Herrn Jansen, der ja ein Mann von Urteilsvermögen und Kenntnissen zu sein scheint, würde ich gern einmal fragen, welche Neuerungen er für gut hält und welche für überflüssig, weniger gelungen oder gar schlecht (eine möglichst alles erfassende Übersicht wäre interessant). Übrigens sieht man täglich in den Zeitungen, wie auch anderthalb Jahre nach der Umstellung und neuerdings sogar in verstärktem Maße die „alten“ Schreibungen sich wieder durchsetzen. Heute zum Beispiel in den Nürnberger Nachrichten „eine Handvoll“ – sogar fett in der Überschrift, und dies wäre gleich mal so ein Fall: Kann man die Beseitigung eines Wortbildungsmusters per Dekret billigen? Und wenn nicht – was ist von Linguisten zu halten, die so etwas unternehmen?
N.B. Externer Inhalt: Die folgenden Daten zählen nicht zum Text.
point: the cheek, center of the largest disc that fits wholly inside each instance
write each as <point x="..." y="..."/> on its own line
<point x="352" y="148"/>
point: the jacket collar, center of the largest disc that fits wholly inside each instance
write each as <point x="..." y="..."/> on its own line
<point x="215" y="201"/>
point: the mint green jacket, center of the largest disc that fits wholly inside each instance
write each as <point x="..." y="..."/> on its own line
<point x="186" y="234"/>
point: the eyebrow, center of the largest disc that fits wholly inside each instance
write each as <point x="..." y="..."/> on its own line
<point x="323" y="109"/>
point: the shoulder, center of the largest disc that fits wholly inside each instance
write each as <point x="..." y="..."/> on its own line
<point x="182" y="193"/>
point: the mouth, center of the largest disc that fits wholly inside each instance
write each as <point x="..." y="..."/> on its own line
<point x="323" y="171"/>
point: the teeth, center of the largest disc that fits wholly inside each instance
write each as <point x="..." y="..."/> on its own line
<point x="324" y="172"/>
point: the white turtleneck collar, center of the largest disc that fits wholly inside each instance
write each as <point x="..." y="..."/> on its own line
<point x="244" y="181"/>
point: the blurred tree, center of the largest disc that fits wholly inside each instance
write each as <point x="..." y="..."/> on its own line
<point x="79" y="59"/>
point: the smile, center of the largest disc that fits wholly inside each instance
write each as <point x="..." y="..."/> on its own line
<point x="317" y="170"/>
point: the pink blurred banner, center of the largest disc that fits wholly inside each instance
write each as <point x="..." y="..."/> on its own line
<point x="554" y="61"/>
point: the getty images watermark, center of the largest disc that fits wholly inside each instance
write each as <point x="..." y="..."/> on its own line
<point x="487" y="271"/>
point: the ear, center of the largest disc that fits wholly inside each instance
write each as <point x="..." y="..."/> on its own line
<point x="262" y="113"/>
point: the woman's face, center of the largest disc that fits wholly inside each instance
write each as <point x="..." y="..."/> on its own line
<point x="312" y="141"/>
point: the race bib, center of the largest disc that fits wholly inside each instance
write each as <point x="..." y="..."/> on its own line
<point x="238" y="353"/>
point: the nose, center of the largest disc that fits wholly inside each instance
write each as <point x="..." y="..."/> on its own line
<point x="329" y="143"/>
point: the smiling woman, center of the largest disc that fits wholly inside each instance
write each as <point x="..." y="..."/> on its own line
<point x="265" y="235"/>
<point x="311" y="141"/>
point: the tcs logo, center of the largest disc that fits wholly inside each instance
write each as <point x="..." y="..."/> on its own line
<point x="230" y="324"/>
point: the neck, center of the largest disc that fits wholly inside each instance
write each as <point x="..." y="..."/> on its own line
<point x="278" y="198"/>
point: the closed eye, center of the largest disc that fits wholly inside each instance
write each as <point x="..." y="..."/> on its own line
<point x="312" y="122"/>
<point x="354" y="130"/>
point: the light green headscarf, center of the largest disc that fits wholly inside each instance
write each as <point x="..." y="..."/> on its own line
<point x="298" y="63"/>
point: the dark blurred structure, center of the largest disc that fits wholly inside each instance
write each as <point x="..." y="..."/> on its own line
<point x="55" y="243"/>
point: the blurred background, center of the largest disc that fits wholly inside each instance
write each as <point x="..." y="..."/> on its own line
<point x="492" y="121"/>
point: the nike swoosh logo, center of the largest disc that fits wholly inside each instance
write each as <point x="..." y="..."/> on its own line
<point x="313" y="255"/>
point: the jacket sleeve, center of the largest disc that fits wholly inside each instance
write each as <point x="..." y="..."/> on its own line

Zu Herrn Lachenmann: Eine Auswahl der alten Dudenschreibweisen zu treffen läuft auf eine eigene Reform hinaus. Wir hätten folglich die Optionen: weiter schreiben wie bisher, gemäßigte Reform durch Sichtung des Duden, amtliche Rechtschreibreform. Ich bin für die erste, weil ich glaube, daß wir keine Reform der Schreibweisen brauchen, sondern eine in echter Konkurrenz zu erarbeitende neue Darstellung der bisherigen Schreibweisen. Diese Schreibweisen sind grundsätzlich in Ordnung, sie sind leserfreundlich und für den Schreiblerner nicht unzumutbar schwer (wenn man sie richtig erfaßt und darstellt – wir arbeiten dran, und noch nicht lange!). Eine Reform, auch eine noch kleinere, hätte unabsehbare Folgen und Kosten (materieller und geistiger Art). Der Gewinn wäre umstritten und auf jeden Fall höchst zweifelhaft. Wer kann sich anmaßen, es besser regeln zu können, als die Sprachgemeinschaft es in Hunderten von Jahren geregelt hat?